Waipu Primary School pupils learnt a lot about planting and caring for coastal sand dunes last week when they planted the newly formed sand dune.
The event was a community effort that included getting a resource consent to stabilise the dune in front of the Surf Club, supplying and shaping sand
into a dune, planting it and then munching sausages supplied by the Waipu Lions Club.
"We have to plant all these plants before they'll give us a sausage," one child was heard to say as instructions were given out by Rick Stolwerk and Andre Labonte.
About 200 children sat in a large group and listened to instructions about planting the 2000 plants donated by Whangarei District Council.
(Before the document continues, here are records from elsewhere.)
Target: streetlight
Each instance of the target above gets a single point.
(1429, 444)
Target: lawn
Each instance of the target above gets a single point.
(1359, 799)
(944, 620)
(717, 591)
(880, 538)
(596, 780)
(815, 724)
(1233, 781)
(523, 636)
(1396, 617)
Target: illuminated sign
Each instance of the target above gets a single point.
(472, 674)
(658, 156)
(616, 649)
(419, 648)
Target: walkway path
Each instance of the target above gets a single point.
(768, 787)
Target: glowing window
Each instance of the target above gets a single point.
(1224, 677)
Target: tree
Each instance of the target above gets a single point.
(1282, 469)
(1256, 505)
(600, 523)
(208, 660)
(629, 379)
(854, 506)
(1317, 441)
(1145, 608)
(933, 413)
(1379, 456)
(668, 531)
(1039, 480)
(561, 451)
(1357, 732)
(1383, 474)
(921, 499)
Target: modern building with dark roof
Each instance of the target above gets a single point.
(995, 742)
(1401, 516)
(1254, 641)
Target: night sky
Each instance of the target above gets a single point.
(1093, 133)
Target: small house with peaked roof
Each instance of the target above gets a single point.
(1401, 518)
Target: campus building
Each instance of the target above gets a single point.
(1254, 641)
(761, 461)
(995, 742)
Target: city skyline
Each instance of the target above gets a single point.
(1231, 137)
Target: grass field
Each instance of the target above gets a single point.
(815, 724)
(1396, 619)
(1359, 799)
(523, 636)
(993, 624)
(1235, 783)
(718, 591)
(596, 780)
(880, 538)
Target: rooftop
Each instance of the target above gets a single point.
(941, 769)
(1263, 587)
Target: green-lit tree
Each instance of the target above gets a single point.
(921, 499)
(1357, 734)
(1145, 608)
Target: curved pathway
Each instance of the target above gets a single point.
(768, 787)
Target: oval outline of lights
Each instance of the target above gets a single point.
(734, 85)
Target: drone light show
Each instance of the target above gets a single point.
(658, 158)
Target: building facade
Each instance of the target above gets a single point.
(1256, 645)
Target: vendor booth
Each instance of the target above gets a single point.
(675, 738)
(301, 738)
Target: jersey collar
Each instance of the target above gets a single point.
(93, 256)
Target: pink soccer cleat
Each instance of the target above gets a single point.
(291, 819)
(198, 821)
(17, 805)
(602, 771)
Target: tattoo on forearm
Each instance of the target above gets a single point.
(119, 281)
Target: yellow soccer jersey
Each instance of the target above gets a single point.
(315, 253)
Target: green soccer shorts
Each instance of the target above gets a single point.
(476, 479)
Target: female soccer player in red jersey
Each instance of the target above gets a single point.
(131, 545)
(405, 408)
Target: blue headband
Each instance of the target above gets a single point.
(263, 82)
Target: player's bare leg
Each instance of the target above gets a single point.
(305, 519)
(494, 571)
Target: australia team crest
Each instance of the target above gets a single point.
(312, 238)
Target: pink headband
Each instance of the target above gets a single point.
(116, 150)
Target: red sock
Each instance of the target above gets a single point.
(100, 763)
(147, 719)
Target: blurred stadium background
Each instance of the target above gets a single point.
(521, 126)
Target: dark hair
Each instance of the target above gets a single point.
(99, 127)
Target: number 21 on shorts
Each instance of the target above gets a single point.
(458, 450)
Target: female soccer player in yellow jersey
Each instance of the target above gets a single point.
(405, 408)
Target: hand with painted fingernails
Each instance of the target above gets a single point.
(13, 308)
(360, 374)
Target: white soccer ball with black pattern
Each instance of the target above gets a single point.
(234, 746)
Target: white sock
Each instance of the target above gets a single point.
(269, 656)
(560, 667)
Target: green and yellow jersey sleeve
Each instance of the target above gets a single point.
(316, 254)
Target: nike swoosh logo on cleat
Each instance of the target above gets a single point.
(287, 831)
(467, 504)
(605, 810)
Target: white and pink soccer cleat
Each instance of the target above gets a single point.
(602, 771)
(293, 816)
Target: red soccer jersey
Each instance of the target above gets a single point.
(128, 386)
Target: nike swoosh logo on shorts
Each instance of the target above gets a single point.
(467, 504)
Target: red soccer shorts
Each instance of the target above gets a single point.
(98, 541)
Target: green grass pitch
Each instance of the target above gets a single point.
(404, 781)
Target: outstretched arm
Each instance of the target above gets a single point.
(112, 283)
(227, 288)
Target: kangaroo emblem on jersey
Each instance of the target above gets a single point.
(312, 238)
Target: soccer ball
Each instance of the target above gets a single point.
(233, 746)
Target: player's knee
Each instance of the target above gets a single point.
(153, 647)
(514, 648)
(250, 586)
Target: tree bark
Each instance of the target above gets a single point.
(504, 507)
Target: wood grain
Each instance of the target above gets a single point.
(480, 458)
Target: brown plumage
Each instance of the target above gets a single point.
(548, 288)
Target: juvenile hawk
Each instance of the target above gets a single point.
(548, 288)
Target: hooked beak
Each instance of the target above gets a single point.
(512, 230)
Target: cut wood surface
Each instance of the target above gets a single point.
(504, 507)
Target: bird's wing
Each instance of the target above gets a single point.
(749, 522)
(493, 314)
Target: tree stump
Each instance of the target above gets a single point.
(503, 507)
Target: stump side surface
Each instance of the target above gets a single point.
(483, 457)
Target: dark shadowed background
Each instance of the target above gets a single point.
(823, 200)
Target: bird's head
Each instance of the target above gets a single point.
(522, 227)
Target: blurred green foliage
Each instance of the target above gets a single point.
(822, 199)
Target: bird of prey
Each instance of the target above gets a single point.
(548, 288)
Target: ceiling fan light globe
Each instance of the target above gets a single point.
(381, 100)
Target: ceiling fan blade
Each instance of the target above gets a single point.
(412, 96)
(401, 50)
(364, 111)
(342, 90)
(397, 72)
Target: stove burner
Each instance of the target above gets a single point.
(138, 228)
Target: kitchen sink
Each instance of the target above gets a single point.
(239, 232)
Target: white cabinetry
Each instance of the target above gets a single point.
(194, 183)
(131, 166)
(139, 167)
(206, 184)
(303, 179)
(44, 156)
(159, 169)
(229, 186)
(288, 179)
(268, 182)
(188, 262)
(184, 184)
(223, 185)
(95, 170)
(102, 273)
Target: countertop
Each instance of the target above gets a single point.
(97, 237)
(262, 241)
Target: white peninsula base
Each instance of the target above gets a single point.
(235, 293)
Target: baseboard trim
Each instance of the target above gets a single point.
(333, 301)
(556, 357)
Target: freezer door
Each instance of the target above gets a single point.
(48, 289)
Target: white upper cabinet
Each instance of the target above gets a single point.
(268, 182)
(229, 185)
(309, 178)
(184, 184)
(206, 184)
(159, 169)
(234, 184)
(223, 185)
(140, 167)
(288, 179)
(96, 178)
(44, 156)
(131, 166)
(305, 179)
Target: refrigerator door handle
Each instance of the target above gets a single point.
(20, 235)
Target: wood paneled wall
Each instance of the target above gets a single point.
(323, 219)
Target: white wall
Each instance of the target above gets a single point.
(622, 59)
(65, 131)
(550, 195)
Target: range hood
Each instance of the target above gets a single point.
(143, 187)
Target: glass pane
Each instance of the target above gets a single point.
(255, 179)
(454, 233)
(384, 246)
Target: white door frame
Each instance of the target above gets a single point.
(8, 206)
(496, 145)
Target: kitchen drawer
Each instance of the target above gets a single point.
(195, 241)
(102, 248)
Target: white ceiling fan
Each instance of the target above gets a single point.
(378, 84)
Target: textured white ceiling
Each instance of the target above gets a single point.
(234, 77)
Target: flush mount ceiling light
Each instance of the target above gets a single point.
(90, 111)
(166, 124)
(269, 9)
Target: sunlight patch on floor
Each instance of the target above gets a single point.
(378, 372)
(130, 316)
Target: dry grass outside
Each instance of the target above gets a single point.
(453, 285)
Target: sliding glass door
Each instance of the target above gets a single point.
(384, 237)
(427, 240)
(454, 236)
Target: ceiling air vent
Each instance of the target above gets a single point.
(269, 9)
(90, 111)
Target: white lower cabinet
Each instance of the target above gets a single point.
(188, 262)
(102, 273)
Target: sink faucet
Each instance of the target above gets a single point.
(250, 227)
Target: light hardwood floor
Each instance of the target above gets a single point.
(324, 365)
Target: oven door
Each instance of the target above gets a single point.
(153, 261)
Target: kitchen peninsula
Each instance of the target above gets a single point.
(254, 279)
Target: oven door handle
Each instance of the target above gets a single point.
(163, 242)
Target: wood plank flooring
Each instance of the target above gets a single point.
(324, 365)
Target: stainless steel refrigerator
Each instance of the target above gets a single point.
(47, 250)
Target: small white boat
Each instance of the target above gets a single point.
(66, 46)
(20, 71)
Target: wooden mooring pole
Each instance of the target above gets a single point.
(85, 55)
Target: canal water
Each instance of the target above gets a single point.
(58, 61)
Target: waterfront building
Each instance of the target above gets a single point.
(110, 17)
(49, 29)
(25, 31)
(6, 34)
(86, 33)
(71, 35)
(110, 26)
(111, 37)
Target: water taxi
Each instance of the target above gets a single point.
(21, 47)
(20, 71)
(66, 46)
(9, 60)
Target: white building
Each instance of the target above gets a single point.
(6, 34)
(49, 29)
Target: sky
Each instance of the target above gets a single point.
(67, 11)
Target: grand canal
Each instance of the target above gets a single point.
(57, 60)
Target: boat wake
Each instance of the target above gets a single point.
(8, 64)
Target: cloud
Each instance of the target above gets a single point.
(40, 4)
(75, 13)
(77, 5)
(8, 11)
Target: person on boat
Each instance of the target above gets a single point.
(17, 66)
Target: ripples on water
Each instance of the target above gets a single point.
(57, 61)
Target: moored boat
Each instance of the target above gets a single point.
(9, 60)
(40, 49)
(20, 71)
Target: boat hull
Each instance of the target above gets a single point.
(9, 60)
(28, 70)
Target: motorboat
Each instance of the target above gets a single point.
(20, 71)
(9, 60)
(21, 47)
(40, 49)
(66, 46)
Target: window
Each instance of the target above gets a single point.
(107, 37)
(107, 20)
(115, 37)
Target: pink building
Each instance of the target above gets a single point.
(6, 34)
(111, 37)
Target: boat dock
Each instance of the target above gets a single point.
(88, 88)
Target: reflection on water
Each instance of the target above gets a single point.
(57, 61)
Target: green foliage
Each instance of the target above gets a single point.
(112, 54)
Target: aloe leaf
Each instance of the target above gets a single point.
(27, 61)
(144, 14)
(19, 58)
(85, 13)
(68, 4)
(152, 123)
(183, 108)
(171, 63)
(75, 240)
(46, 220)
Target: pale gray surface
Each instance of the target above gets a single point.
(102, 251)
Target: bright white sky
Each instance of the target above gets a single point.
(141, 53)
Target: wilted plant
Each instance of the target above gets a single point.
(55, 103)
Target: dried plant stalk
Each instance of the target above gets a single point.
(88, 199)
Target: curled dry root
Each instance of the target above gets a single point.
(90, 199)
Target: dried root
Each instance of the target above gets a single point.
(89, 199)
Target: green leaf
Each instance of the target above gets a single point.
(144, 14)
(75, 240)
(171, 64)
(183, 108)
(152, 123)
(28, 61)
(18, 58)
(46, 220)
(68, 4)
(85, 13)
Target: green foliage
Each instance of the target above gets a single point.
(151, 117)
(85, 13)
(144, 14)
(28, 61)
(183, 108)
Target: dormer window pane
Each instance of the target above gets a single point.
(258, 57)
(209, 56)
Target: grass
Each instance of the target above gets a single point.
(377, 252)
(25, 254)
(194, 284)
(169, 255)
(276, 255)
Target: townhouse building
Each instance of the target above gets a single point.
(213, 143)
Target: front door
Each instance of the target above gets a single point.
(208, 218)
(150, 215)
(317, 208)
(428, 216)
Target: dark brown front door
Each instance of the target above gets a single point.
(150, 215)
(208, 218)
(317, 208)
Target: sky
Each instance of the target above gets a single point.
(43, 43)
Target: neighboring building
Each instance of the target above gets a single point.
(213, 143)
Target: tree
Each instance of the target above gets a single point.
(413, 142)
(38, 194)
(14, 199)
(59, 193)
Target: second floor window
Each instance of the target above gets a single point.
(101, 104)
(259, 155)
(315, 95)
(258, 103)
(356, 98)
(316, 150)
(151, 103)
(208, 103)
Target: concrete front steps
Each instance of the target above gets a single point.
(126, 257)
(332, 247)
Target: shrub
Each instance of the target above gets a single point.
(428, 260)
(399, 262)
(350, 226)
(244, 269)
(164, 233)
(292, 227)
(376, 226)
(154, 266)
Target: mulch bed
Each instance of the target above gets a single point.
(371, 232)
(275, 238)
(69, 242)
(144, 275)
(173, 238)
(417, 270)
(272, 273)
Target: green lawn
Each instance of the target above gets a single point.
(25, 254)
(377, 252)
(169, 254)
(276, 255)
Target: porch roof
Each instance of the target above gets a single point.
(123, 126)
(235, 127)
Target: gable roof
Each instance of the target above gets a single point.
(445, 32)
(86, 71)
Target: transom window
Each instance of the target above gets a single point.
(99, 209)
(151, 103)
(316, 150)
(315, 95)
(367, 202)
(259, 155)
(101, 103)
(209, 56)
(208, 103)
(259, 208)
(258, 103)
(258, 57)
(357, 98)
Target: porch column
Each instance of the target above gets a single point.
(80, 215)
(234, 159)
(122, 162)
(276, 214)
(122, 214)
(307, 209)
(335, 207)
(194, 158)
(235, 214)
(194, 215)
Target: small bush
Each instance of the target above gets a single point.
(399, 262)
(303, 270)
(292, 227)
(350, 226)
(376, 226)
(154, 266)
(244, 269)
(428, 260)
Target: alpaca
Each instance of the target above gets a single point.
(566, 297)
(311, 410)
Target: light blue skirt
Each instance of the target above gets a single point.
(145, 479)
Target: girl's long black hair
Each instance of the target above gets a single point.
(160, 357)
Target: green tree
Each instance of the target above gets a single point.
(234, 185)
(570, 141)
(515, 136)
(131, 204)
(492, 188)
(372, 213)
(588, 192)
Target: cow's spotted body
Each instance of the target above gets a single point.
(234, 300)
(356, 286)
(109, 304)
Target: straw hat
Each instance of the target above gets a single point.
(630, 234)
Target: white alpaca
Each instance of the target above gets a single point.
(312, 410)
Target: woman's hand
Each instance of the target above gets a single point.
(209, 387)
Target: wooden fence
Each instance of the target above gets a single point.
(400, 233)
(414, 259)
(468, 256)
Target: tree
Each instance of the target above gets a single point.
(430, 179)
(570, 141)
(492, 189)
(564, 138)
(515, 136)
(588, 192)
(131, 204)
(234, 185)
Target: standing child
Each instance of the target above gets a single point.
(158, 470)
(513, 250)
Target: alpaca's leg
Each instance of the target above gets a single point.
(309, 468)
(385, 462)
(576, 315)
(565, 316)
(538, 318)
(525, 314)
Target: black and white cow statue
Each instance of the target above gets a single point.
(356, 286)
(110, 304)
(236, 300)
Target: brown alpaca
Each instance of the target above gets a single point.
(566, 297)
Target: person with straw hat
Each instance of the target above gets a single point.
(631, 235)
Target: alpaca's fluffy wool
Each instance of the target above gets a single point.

They learned that the lovely orange seagrass called pingao should be planted nearest the sea because it likes the occasional salt water wash and its roots help trap sand if some gets washed away.
Instructions were given never to walk down the dune and to treat their plants like precious puppies when removing them from their pots and plant them as if wrapping them in a blanket. They were given fertiliser pellets to place under each plant to nourish it, like a hungry baby and then the organised chaos began.
After the planting the dune looked tidy, the beach had been cleaned up - part of the group had collected rubbish at Langs Beach earlier - and the well-earned sausages were happily consumed.
The board and members of Waipu Cove Surf Lifesaving Club want to thank community members and businesses which helped to make the dune restoration project a success.